Understanding long range dependency in temporal graphs - BC-889
Project type: ResearchDesired discipline(s): Engineering - computer / electrical, Engineering, Computer science, Mathematical Sciences, Mathematics
Company: Mastercard AI Garage
Project Length: 6 months to 1 year
Preferred start date: 05/01/2024
Language requirement: English
Location(s): BC, Canada
No. of positions: 1
Desired education level: CollegeUndergraduate/BachelorMaster'sPhDPostdoctoral fellowRecent graduate
Open to applicants registered at an institution outside of Canada: Yes
About the company:
We work to connect and power an inclusive, digital economy that benefits everyone, everywhere by making transactions safe, simple, smart and accessible. Using secure data and networks, partnerships and passion, our innovations and solutions help individuals, financial institutions, governments and businesses realize their greatest potential. Our decency quotient, or DQ, drives our culture and everything we do inside and outside of our company. We cultivate a culture of inclusion for all employees that respects their individual strengths, views, and experiences. We believe that our differences enable us to be a better team – one that makes better decisions, drives innovation and delivers better business results.
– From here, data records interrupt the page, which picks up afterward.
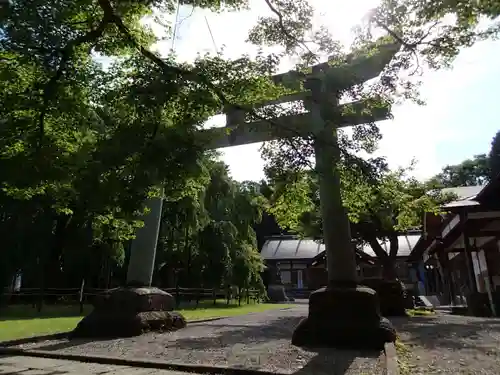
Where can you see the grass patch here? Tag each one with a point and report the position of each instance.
(404, 355)
(425, 311)
(24, 321)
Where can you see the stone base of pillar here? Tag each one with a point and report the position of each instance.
(130, 311)
(276, 293)
(344, 317)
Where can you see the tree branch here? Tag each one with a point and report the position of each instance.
(283, 28)
(66, 52)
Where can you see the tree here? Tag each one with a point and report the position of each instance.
(379, 211)
(494, 156)
(83, 146)
(470, 172)
(436, 31)
(207, 236)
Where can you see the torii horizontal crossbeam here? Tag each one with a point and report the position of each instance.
(287, 126)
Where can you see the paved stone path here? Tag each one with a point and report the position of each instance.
(10, 365)
(259, 341)
(449, 344)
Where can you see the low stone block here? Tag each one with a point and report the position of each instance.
(344, 318)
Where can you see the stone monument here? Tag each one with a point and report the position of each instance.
(344, 314)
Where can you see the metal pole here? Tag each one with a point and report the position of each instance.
(143, 249)
(341, 261)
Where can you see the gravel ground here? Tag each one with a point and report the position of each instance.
(449, 344)
(258, 341)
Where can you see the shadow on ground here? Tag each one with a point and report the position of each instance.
(450, 332)
(211, 336)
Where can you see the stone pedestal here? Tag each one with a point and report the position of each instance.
(130, 311)
(344, 317)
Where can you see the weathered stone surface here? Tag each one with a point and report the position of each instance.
(393, 298)
(136, 300)
(344, 317)
(126, 312)
(277, 293)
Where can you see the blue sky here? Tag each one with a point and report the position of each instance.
(458, 121)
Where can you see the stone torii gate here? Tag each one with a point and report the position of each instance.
(343, 313)
(238, 132)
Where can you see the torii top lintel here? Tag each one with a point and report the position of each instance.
(358, 68)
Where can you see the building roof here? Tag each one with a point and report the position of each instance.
(291, 248)
(466, 196)
(406, 244)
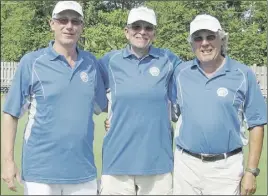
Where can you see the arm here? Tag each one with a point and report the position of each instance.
(256, 116)
(9, 168)
(256, 135)
(9, 128)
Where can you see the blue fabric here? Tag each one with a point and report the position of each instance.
(58, 142)
(139, 139)
(213, 109)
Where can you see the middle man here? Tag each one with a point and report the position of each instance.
(137, 148)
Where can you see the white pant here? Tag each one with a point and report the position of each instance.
(87, 188)
(192, 176)
(136, 185)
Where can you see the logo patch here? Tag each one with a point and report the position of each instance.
(84, 76)
(222, 92)
(154, 71)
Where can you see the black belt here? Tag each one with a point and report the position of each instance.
(212, 157)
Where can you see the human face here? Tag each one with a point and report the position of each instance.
(206, 46)
(140, 34)
(67, 27)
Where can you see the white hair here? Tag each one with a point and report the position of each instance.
(223, 36)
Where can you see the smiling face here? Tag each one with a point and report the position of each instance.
(207, 46)
(140, 34)
(67, 27)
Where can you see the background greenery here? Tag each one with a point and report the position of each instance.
(24, 26)
(98, 139)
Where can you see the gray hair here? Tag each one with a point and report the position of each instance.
(223, 36)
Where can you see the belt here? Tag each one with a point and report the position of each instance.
(211, 158)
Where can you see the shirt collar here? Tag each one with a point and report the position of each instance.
(154, 52)
(53, 54)
(226, 66)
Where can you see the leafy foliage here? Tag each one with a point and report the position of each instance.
(25, 26)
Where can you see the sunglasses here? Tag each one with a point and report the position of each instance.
(138, 27)
(200, 38)
(64, 21)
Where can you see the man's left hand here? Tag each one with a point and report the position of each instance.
(248, 184)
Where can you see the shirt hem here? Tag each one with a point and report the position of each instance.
(138, 173)
(59, 181)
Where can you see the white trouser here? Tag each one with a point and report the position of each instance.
(136, 185)
(192, 176)
(87, 188)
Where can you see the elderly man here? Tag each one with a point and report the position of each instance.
(137, 149)
(216, 94)
(62, 86)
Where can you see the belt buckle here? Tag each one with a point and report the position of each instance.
(206, 156)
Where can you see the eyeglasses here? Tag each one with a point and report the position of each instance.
(200, 38)
(64, 21)
(138, 27)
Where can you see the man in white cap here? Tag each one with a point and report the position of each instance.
(216, 95)
(137, 148)
(62, 87)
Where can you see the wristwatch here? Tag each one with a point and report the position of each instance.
(254, 171)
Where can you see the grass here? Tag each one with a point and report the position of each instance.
(99, 134)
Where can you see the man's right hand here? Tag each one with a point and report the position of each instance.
(106, 124)
(10, 172)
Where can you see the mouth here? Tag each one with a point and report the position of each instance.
(206, 51)
(141, 38)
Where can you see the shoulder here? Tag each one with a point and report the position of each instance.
(243, 68)
(88, 55)
(167, 53)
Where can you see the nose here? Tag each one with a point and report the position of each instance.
(204, 42)
(69, 25)
(142, 31)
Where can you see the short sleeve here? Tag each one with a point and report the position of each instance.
(103, 65)
(255, 106)
(20, 89)
(100, 93)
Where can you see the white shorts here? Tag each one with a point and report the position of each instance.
(192, 176)
(87, 188)
(136, 185)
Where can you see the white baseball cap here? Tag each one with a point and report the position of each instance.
(67, 5)
(141, 13)
(205, 21)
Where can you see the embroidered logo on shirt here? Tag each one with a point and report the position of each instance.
(222, 92)
(154, 71)
(84, 76)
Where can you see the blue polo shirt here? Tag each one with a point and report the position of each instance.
(139, 139)
(213, 109)
(58, 139)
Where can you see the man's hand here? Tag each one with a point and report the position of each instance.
(106, 124)
(248, 184)
(10, 172)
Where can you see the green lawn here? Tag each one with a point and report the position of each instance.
(99, 133)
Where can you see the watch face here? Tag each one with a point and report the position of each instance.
(254, 171)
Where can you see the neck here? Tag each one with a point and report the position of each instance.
(139, 52)
(69, 53)
(212, 66)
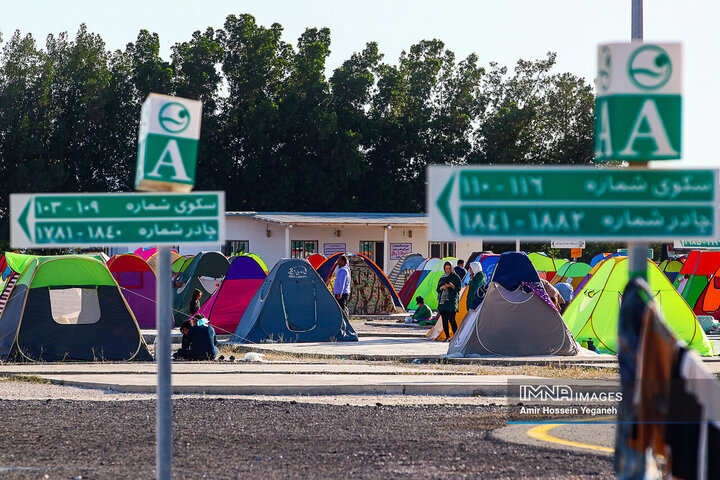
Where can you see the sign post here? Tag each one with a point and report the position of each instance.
(542, 204)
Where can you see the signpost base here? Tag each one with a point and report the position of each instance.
(164, 366)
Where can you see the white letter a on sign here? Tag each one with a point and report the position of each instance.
(170, 157)
(656, 133)
(603, 143)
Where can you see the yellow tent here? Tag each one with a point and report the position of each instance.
(436, 333)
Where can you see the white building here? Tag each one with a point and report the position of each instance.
(384, 237)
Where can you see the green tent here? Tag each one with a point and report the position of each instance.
(696, 272)
(254, 256)
(545, 263)
(593, 313)
(67, 308)
(575, 271)
(428, 288)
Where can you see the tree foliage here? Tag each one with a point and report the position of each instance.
(278, 133)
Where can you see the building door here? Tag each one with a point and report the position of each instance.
(441, 249)
(374, 251)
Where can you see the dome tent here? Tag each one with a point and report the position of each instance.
(137, 282)
(228, 304)
(593, 313)
(371, 292)
(205, 273)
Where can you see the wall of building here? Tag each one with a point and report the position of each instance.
(268, 239)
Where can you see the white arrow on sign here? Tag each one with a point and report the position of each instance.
(567, 244)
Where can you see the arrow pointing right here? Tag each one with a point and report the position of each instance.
(23, 219)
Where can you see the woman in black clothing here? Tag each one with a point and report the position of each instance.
(448, 298)
(195, 302)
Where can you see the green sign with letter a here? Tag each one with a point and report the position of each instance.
(638, 108)
(167, 144)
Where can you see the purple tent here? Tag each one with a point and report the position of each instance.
(137, 283)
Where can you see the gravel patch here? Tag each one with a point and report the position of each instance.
(229, 439)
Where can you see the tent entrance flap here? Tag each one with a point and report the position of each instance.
(74, 306)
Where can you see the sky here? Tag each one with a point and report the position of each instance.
(496, 30)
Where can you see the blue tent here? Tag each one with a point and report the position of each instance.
(205, 273)
(512, 269)
(293, 305)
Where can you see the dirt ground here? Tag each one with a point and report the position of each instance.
(235, 438)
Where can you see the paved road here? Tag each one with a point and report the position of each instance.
(229, 439)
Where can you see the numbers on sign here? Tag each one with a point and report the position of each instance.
(522, 186)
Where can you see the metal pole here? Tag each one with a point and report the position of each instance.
(386, 250)
(636, 32)
(637, 251)
(288, 254)
(164, 366)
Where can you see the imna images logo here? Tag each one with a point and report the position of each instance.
(649, 67)
(297, 272)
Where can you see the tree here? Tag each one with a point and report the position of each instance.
(277, 133)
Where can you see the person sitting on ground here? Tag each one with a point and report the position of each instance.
(477, 287)
(201, 343)
(553, 293)
(460, 270)
(184, 328)
(422, 313)
(195, 302)
(566, 292)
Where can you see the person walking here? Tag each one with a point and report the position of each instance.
(195, 302)
(460, 270)
(448, 290)
(477, 287)
(341, 289)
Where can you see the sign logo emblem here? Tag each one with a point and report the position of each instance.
(174, 117)
(604, 69)
(297, 272)
(649, 67)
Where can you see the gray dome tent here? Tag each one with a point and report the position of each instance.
(293, 305)
(516, 318)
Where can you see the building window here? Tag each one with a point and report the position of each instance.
(374, 251)
(235, 247)
(442, 249)
(303, 248)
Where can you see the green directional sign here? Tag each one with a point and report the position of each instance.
(638, 107)
(81, 220)
(697, 244)
(556, 203)
(168, 143)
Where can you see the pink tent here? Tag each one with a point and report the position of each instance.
(227, 305)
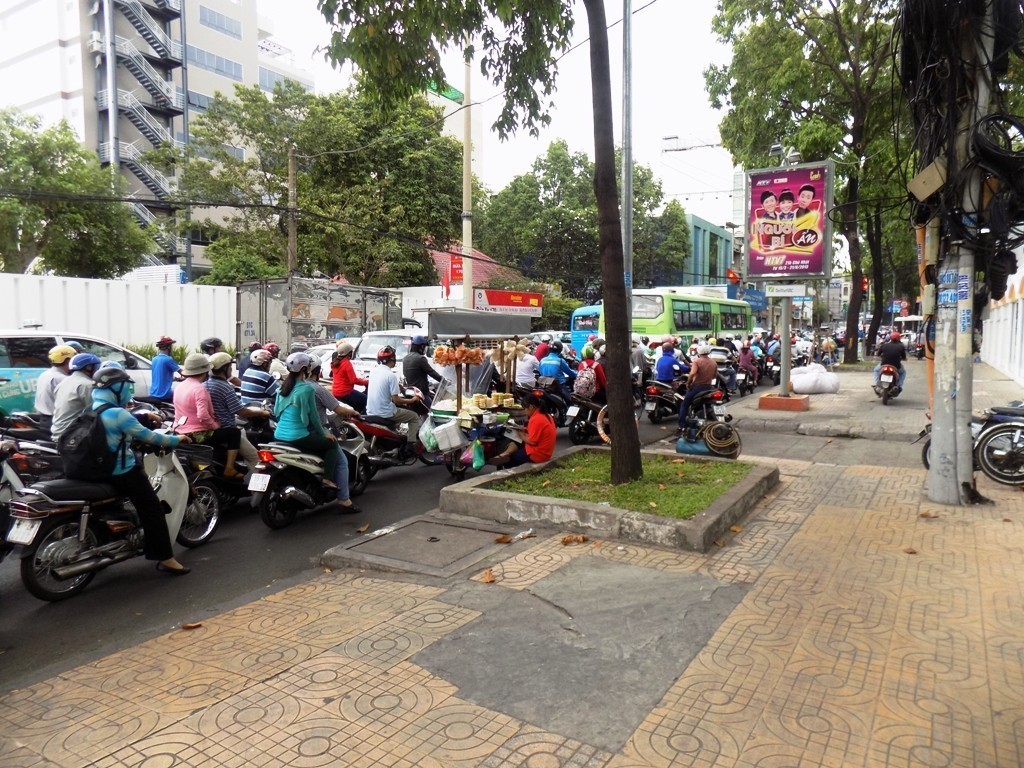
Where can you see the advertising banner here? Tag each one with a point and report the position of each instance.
(510, 302)
(787, 221)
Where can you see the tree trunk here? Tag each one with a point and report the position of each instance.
(852, 236)
(625, 436)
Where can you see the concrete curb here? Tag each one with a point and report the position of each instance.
(474, 498)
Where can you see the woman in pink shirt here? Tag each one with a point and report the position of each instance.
(194, 413)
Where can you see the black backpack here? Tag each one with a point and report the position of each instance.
(83, 448)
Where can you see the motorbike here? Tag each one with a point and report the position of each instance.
(662, 399)
(708, 429)
(287, 479)
(888, 386)
(997, 439)
(68, 530)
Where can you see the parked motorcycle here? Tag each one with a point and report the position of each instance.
(888, 386)
(997, 437)
(70, 529)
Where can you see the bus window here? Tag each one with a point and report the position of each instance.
(647, 307)
(690, 315)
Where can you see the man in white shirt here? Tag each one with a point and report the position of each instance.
(384, 398)
(49, 380)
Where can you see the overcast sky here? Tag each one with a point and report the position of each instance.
(673, 44)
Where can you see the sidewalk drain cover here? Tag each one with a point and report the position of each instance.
(421, 545)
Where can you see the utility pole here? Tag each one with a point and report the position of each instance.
(628, 156)
(467, 186)
(293, 241)
(950, 477)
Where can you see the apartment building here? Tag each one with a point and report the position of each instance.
(128, 75)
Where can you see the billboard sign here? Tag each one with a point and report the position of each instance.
(787, 220)
(509, 302)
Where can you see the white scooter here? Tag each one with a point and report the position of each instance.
(69, 529)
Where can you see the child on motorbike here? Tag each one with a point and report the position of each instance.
(114, 387)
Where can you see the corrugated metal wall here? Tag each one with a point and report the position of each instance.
(126, 312)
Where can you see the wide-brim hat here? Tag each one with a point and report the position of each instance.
(196, 364)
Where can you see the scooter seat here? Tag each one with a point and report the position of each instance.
(64, 489)
(380, 421)
(1008, 411)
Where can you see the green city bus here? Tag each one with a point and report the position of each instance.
(669, 311)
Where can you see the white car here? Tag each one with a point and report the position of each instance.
(25, 354)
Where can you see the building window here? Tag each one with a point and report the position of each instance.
(220, 23)
(212, 62)
(268, 78)
(199, 101)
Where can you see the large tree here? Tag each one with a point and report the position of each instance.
(397, 47)
(817, 78)
(59, 206)
(371, 193)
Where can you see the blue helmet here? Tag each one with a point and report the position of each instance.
(83, 360)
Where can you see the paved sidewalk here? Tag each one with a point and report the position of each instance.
(848, 623)
(856, 412)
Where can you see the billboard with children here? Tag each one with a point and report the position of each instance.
(790, 231)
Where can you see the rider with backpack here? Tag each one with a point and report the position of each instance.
(591, 382)
(97, 448)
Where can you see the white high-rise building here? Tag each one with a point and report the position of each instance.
(128, 74)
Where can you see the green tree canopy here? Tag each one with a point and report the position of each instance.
(816, 78)
(370, 194)
(56, 205)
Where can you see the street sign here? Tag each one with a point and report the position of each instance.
(775, 291)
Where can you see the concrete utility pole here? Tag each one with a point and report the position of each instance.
(467, 188)
(627, 205)
(293, 242)
(950, 478)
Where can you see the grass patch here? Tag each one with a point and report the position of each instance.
(677, 487)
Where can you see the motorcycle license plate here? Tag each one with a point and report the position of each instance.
(259, 483)
(23, 531)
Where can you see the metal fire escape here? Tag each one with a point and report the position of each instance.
(150, 58)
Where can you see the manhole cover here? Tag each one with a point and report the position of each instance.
(420, 545)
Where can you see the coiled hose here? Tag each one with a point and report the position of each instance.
(722, 439)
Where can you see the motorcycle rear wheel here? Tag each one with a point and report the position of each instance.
(55, 546)
(1000, 454)
(579, 431)
(274, 511)
(202, 515)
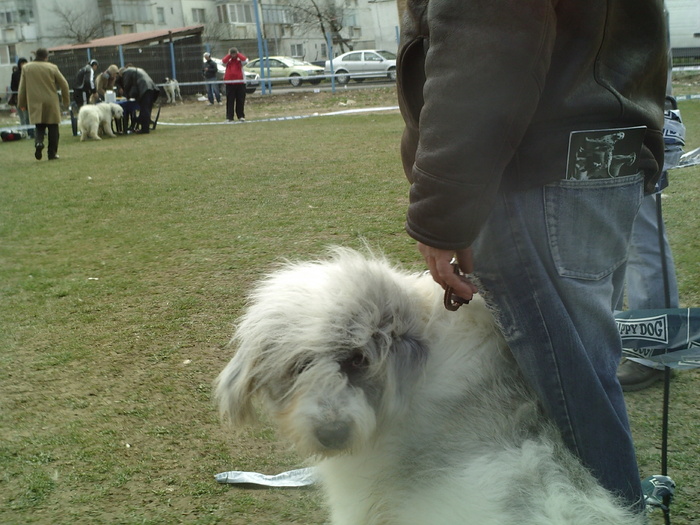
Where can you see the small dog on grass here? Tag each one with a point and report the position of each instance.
(96, 118)
(172, 90)
(413, 414)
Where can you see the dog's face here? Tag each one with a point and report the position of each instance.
(117, 110)
(331, 348)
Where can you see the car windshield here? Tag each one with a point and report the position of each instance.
(387, 55)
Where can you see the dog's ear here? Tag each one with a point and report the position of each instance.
(233, 393)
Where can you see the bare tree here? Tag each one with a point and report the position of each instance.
(76, 25)
(324, 15)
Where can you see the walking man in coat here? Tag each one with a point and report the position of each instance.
(38, 88)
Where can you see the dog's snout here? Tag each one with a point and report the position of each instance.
(335, 436)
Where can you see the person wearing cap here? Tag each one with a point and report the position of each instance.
(235, 84)
(38, 85)
(136, 84)
(84, 86)
(209, 70)
(105, 81)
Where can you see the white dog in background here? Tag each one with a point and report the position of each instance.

At AI Garage, we use state-of-the-art AI techniques to solve some of the most important problems in the financial world.
Describe the project.:
This project aims to address the challenges associated with long-range dependencies in temporal graphs, building upon the foundation of Graph Neural Networks (GNNs). GNNs have demonstrated significant potential in the realm of graph representation learning by employing a message-passing mechanism between neighboring nodes within a graph, allowing for the accumulation of richer graph representations through multiple layers. However, this conventional approach suffers from two primary limitations: excessive information compression and a lack of capability to capture long-distance connections or dependencies within the graph.
To overcome these limitations, some researchers have introduced the concept of "global attention," which enables models to consider information from distant parts of the graph. However, this comes at the cost of increased computational complexity, particularly as graph size grows. Furthermore, long-range dependencies in temporal graphs introduce an additional layer of complexity, as these dependencies can be both spatial, based on the number of hops, and temporal, reflecting changes over time.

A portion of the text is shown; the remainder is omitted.